By Ikechukwu Okaforadi and Musa Adamu
The Bill seeking to empower the federal government to take over the rivers and lakes cross the country yesterday failed to sail through in the Senate, following the rejection of the proposal by some of the senators, who expressed worry that it will further deplete the resources to the states and local governments.
This therefore resulted in the Senate President, Bukola Saraki, directing the Chairman and Vice Chairman of Senate Committee on Water Resources and those of Judiciary and Legal matters, to resolve the areas of controversy within one week and report back to the Senate on the way forward.
The repot of the Bill titled “National Water Resources Bill, (2018)”, was presented by the chairman of the senate committee on Water Resources, Ubali Shittu (Jigawa North East), who while presenting the report of the Bill said the Bill seeks to provide a regulatory framework for the water resources sector in Nigeria.
He also said the Bill seeks to ensure that the nation’s water resources are protected, used, developed, conserved, managed and controlled, adding that it will further ensure that the basic water needs of present and future generations of Nigerians.
Speaking further, Ubali Shittu said the Bill will promote public-private partnerships in the development and management of water resources infrastructure, as well as improve public health and economic development.
However, rejecting the Bill the senate Minority Leader, Godswill Akpabio, said the Bill will create more controversy for Nigerians, arguing that all the river waters in Nigeria cut across two or more states, which according to him, implies that the federal government will be in control of all the waters and resources thereof in Nigeria.
Speaking also, senator Adeola Solomon (Lagos West), said the states should not be deprived of their control on the rivers that passes their territories, adding that the Lagos state government is already in dispute with the National Inland WaterWays Authority (NIWA) over who should control the water ways in Lagos.

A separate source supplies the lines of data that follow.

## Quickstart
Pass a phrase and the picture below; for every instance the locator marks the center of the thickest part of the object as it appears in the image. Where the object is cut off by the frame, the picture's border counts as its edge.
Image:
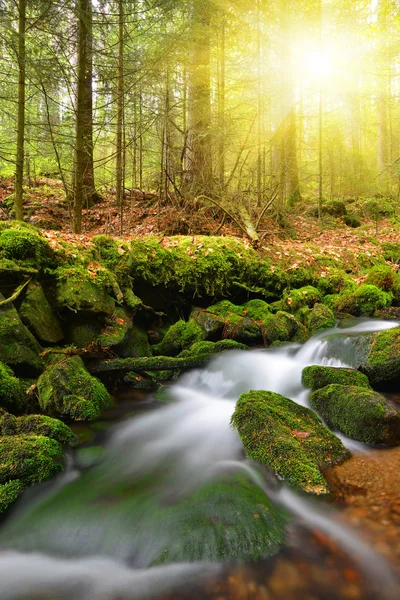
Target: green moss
(38, 315)
(66, 388)
(11, 393)
(319, 318)
(317, 377)
(360, 413)
(293, 300)
(29, 458)
(179, 336)
(23, 244)
(288, 438)
(18, 347)
(9, 492)
(383, 277)
(365, 300)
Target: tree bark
(19, 170)
(84, 189)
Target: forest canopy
(241, 104)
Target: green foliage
(11, 393)
(316, 377)
(66, 388)
(360, 413)
(29, 458)
(288, 438)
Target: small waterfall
(180, 446)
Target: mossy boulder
(79, 291)
(11, 393)
(378, 357)
(66, 388)
(18, 347)
(123, 337)
(319, 318)
(9, 492)
(37, 314)
(211, 324)
(22, 243)
(288, 438)
(359, 413)
(293, 300)
(365, 300)
(41, 425)
(317, 377)
(179, 336)
(29, 458)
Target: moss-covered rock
(66, 388)
(38, 315)
(79, 291)
(123, 337)
(317, 377)
(179, 336)
(360, 413)
(9, 492)
(18, 347)
(293, 300)
(36, 425)
(365, 300)
(211, 324)
(378, 356)
(11, 392)
(29, 458)
(288, 438)
(319, 318)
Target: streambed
(98, 531)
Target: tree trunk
(84, 190)
(199, 152)
(19, 170)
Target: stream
(124, 521)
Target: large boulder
(288, 438)
(359, 413)
(378, 357)
(18, 347)
(316, 377)
(38, 315)
(66, 388)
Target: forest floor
(46, 207)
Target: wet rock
(38, 315)
(359, 413)
(66, 388)
(18, 347)
(288, 438)
(317, 377)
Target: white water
(190, 441)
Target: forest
(199, 300)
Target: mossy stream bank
(80, 320)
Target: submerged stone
(66, 388)
(38, 315)
(316, 377)
(359, 413)
(18, 347)
(288, 438)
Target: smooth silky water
(105, 530)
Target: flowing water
(105, 528)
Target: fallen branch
(16, 293)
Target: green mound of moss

Supporting this, Gbenga Ashafa (Lagos East), said the conflict between the Lagos government and the NIWA over who controls the Lagos water ways is before the court now, stressing that the Bill should allow the states control the resources and their water ways.
However, the senate leader, Ahmed Lawan, argued in favour of the Bill, saying it will help to create more access to water to more Nigerians.
He called on his colleagues to support the Bill and give it expeditious passage it deserve.
According to the document sighted by our correspondent, the Bill seeks to repeal the Water Resources Act, River Basin Development Act, Nigeria Hydrological Services Agency Act and National Water Resources Institute Act.
In their place, the Bill will establish the National Water Resources Regulatory Commission, River Basin Development Authorities, Nigeria Hydrological Services Agency and National Water Resources Institute.